Meaningful returns are only coming from the tollgates that Zimbabwe National Road Administration (Zinara) is administering in partnership with a local firm Univern Enterprises. Zinara board chairman Mr Albert Mugabe however, said they had a game-changing plans for the country’s road network.
The $206 million that Government borrowed from DBSA was used to rehabilitate the Plumtree-Mutare highway through an investment vehicle called Infralink that was formed by Zinara and Group Five, which was contracted to refurbish the road.
Intertoll Zimbabwe, a local unit of Intertoll Africa, which is a subsidiary of the South African engineering firm Group Five, is collecting toll fees on the Plumtree-Mutare highway, part of which is servicing the DBSA loan. Minister Chinamasa told reporters on Tuesday that road maintenance should be financed from the fiscus but over 90 percent of Government revenue was going towards wages.
“As you are aware, the toll fees which are collected on the Mutare-Plumtree Road are already committed to the lender who gave us that money,” he said.
“That money is not within the scope of Government (and), there should be a ground-breaking ceremony anytime soon on the Beitbridge to Harare Highway. That money will also be committed to that road.”
“I had a meeting with them (Zinara) yesterday, and they are going to basically submit to me proposals on how we should address the road sector problem.
But when you look at what they are collecting, it is not much compared to the requirements to rehabilitate our roads.”
Minister Chinamasa said he had discussions with his Transport and Infrastructural Development ministry counterpart Dr Joram Gumbo, and declared the country’s roads a national disaster.
“What is going through my mind is, where am I going to get that money from? If I am honest myself, it means I must raise more revenue or I must go and borrow. Ideally, I should be financing it from the budget but currently, as you know, over 90 percent of revenue is going towards wages, which leaves very little towards service delivery, then little towards operations and very little towards capital formation,” he said.
Concerns were also raised on the money that Zinara is collecting from other tollgates it is administering in partnership with Univern Enterprises, with Government calling for renegotiation of contracts between Zinara and Univern Enterprises and Intertoll Zimbabwe. It emerged that from the subsisting contracts, Univern is getting a commission of 12,5 percent while Intertoll is getting 21 percent.
Intertoll Zimbabwe chief executive Ms Bridget Ledwaba could not be reached for comment.

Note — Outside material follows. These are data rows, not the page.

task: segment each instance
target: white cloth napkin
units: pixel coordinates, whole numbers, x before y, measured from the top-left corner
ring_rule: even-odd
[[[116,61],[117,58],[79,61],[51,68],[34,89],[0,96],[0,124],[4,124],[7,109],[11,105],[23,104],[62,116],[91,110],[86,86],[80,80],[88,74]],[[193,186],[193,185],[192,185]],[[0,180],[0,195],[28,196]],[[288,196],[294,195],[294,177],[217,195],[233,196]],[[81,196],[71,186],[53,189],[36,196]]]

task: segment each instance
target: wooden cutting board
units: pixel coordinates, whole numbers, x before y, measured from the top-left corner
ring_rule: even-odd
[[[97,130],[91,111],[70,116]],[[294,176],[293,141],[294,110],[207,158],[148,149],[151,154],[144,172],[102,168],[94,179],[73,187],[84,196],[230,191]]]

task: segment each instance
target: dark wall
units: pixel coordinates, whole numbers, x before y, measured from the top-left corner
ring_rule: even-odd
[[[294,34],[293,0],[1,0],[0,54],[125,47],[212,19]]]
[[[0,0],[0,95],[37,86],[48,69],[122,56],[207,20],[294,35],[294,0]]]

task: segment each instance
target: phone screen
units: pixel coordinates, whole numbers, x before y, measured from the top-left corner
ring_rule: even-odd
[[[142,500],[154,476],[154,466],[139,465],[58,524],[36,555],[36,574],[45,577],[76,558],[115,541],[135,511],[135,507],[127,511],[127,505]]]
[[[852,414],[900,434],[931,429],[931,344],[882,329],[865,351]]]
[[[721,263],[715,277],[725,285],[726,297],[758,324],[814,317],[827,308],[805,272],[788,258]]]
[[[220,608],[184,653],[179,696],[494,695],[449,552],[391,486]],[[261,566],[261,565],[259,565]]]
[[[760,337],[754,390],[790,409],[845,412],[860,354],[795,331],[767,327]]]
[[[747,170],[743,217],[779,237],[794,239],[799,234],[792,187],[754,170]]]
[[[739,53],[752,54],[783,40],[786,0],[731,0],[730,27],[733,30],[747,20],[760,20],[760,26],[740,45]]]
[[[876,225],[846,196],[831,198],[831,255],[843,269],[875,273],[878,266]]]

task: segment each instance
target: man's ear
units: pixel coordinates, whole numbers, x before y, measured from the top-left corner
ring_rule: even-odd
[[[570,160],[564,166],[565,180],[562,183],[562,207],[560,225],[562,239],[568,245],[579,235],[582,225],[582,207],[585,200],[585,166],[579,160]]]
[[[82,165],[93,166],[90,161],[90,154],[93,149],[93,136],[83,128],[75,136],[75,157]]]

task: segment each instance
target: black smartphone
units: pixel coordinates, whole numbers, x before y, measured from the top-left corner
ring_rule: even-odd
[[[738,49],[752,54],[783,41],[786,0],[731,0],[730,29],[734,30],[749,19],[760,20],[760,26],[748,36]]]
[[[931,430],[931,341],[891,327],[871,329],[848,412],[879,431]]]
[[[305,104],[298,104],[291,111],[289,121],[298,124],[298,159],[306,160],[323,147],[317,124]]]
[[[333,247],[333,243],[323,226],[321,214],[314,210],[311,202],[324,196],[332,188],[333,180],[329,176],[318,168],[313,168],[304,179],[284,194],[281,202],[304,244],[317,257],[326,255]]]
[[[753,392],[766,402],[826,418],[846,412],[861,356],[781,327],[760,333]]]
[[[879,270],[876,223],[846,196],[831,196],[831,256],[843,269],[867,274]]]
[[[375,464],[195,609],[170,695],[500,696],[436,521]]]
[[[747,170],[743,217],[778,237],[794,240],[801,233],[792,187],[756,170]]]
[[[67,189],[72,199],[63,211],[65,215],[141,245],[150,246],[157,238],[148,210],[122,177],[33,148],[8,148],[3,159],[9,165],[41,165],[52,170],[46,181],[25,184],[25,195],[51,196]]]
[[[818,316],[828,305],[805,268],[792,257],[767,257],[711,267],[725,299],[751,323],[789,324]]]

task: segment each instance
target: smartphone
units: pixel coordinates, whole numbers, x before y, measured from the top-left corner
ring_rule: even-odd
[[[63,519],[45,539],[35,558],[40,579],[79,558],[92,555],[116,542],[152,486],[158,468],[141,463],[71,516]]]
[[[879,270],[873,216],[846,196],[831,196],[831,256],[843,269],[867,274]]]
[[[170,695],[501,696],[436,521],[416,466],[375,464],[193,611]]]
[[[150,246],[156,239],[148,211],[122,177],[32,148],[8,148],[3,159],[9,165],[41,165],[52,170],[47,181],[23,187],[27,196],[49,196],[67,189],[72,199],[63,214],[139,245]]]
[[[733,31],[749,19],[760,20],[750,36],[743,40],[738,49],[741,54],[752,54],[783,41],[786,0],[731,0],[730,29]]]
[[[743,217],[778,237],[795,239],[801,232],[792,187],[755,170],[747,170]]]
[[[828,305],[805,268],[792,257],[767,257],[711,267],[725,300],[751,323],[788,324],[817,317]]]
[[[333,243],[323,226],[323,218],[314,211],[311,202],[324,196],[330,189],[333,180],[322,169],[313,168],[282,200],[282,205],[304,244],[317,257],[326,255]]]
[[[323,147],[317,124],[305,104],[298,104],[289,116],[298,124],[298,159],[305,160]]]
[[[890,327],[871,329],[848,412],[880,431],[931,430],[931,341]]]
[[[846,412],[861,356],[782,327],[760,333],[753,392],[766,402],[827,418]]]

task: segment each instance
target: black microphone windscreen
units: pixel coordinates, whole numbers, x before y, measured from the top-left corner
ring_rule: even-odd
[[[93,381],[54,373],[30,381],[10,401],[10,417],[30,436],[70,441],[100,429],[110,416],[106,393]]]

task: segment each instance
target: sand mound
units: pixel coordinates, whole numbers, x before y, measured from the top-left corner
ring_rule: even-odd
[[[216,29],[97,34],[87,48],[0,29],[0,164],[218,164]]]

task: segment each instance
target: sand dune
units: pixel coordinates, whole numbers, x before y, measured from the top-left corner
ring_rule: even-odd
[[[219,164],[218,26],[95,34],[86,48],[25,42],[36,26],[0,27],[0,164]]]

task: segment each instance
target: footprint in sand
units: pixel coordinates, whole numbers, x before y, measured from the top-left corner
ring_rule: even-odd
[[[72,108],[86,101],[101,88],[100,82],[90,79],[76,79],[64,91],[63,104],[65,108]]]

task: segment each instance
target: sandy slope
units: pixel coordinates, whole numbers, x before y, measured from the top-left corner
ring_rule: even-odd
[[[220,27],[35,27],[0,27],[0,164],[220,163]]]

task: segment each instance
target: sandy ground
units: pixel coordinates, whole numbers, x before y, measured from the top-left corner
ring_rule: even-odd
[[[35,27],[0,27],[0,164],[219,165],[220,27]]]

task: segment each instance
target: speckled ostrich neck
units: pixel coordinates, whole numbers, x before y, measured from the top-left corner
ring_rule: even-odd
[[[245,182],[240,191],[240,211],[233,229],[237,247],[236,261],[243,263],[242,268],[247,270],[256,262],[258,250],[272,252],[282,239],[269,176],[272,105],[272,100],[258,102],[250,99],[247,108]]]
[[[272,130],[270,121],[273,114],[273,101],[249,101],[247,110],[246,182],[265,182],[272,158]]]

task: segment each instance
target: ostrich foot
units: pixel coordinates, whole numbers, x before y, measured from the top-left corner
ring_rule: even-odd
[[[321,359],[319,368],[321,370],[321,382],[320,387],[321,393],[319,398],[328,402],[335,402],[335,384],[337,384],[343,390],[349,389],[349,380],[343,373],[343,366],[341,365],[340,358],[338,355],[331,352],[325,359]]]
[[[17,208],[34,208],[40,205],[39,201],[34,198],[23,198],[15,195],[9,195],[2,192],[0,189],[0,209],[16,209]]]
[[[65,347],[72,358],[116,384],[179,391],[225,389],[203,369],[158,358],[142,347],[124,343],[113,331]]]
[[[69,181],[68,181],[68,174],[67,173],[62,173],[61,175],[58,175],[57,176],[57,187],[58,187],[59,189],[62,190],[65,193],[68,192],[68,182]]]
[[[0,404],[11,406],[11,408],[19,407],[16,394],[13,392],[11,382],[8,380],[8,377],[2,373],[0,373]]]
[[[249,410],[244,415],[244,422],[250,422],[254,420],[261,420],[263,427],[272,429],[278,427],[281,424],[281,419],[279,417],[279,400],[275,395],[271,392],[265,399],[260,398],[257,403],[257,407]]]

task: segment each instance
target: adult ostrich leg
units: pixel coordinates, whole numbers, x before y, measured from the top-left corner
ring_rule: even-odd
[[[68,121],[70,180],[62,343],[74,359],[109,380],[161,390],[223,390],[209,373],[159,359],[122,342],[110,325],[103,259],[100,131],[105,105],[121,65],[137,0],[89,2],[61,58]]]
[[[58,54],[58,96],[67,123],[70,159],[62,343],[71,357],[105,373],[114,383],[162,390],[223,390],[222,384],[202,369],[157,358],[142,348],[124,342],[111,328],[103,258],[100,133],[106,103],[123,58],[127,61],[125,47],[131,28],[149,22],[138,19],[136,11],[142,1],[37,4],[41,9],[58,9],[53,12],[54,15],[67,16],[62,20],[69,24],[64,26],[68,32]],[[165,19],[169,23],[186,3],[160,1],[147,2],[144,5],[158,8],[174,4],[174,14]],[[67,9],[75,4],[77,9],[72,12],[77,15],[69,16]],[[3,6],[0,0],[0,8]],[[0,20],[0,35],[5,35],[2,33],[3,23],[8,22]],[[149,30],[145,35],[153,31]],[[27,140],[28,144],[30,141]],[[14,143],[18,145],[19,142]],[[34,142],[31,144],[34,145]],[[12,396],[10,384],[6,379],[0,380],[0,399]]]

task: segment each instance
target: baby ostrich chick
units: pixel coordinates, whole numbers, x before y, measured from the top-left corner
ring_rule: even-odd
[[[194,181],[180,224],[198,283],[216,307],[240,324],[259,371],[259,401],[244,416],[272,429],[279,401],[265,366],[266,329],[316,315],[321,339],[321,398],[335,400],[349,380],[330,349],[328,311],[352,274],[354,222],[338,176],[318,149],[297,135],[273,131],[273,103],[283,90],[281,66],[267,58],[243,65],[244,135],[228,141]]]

In an emailed response to our Harare Bureau, Univern said it does not handle Zinara funds but it was happy that their system had significantly contributed to Zinara’s revenue collections.
“Our system is designed in a way that we do not handle the money ourselves,” reads the statement.
“Records show a significant improvement in toll fees collection since the introduction of our system.”
Asked if they had a plan to deal with the current deplorable state of the roads, Zinara’s borad chairman said: “We have several game-changing plans for the national road network. For instance, we are finalising a facility to re-equip all road authorities. “There are several initiatives to increase financial support for road authorities as well. We are also looking at enhancing the skills base available to local authorities by providing engineers and other technical support staff.”
He said they were already in the process of reviewing contracts between Zinara and its partners as per Government directive.
However, in one of her audit reports, Comptroller and Auditor-General Mrs Mildred Chiri pointed out that Zinara was failing to account for how it was using toll fees.